Stig en Linnea Barkner keken elkaar aan.

   ‘Zegt die naam jullie iets?’ vroeg Halders. ‘Kennen jullie Erik Lentner? Of zijn ouders? Zij heten Mats en Ann.’

   ‘Nee, eigenlijk niet…’ zei Stig Barkner. ‘We hebben de naam weleens gehoord. Maar ze woonden niet in Nueva.’

   ‘Zij hebben ook een huis aan de Costa del Sol. Of liever gezegd een appartement. In Marbella.’

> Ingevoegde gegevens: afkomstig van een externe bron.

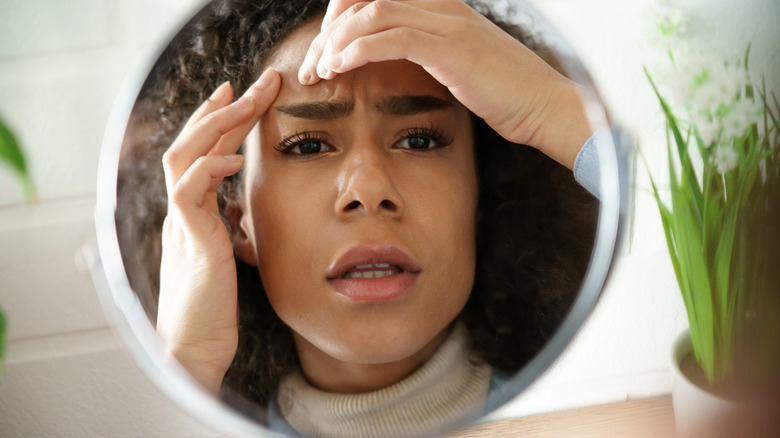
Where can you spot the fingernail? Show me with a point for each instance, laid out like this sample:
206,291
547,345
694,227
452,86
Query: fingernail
244,103
322,71
220,91
266,78
335,62
304,77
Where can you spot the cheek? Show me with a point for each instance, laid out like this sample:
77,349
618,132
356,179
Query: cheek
289,219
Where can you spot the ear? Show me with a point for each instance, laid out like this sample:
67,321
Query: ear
240,233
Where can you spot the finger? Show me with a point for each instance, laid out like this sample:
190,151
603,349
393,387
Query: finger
202,178
335,9
399,43
232,122
264,92
307,74
221,97
378,17
202,136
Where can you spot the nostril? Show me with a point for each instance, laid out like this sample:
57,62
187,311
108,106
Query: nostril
354,205
388,205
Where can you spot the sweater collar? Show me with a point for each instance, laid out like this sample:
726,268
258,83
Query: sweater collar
450,388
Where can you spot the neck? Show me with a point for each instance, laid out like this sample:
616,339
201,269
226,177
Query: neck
333,375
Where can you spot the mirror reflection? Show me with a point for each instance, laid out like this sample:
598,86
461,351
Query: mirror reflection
356,219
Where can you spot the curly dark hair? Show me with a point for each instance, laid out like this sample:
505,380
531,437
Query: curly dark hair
535,225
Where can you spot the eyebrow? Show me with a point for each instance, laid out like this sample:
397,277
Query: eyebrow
410,105
402,105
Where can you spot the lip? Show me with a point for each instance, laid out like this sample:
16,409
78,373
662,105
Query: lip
386,288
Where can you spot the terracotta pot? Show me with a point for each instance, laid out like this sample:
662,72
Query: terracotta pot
695,408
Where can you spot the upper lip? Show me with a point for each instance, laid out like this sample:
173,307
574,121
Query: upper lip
366,254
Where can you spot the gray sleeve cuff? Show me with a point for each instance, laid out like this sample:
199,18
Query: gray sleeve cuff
586,165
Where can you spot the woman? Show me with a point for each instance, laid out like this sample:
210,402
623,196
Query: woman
380,233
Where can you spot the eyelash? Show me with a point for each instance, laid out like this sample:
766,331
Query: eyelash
437,136
288,144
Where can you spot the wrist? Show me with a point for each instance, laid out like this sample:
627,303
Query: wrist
564,126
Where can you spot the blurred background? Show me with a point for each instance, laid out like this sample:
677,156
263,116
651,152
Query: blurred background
61,66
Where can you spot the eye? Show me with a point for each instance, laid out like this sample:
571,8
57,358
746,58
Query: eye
417,143
306,143
422,139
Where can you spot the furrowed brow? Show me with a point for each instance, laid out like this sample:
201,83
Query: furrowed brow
318,110
410,105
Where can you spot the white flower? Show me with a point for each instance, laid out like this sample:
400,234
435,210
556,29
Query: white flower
725,158
742,115
707,98
669,21
708,131
729,81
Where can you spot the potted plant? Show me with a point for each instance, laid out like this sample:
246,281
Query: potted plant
722,229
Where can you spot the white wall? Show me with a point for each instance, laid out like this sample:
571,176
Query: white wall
61,64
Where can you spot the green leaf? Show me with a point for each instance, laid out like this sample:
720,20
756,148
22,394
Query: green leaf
12,155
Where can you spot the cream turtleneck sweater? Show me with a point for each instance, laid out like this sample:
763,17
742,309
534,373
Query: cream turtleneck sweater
452,386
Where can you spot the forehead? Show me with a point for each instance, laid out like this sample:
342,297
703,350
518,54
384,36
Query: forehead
368,82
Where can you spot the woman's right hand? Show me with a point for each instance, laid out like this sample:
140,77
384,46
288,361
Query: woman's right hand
197,316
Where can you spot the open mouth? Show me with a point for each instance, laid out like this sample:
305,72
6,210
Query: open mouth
373,270
367,273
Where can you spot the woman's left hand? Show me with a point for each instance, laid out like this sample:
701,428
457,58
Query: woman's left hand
496,77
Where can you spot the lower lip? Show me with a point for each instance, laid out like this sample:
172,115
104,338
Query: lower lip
386,288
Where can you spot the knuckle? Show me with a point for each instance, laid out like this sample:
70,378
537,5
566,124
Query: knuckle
170,156
376,10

   Stig en Linnea Barkner keken elkaar opnieuw aan.

   ‘Wat is er?’ vroeg Aneta Djanali. ‘Jullie kijken elkaar aan alsof jullie nog iets meer willen zeggen. Alsof jullie meer weten.’

   ‘We weten niets,’ zei Linnea Barkner.

   ‘De ouders van de vrouw heten Stefan en Louise Carlix,’ zei Aneta Djanali. ‘Kennen jullie de naam Carlix?’

   ‘Nee,’ antwoordde Stig Barkner.

   ‘Gloria Carlix. Dat is de naam van de dode vrouw.’

   ‘Ken ik niet,’ zei Stig Barkner.

   ‘Zij hadden ook een huis aan de Costa del Sol.’

   ‘Mijn god,’ zei Linnea Barkner. ‘Wat gebeurt er in godsnaam?’

   ‘Veel mensen uit Göteborg hebben daar een huis gekocht,’ zei Stig Barkner. ‘Dat is helemaal niet zo vreemd. Je komt altijd wel een bekende tegen. Maar binnenkort is dat toch voorbij.’

   ‘Wat bedoelt u?’ vroeg Halders. ‘Wat is er dan voorbij?’

   ‘Alles.’ Hij maakte een gebaar met zijn hand, alsof hij met ‘alles’ ook dit huis en de camping en de zee en het strand bedoelde. ‘Het begint te heet te worden in Spanje, en te droog. Dat is het al. In augustus en september kun je voor elf uur ’s avonds niet buiten zijn.’

   ‘Dan moeten jullie ’s nachts gaan golfen,’ zei Fredrik Halders.

   ‘Dat gebeurt al.’

   ‘Denkt u dat de golfbanen iets te maken hebben met de toenemende droogte?’ vroeg Halders. ‘Golfbanen hebben toch veel water nodig?’

   ‘Dat zou me niets verbazen. Maar ik golf niet.’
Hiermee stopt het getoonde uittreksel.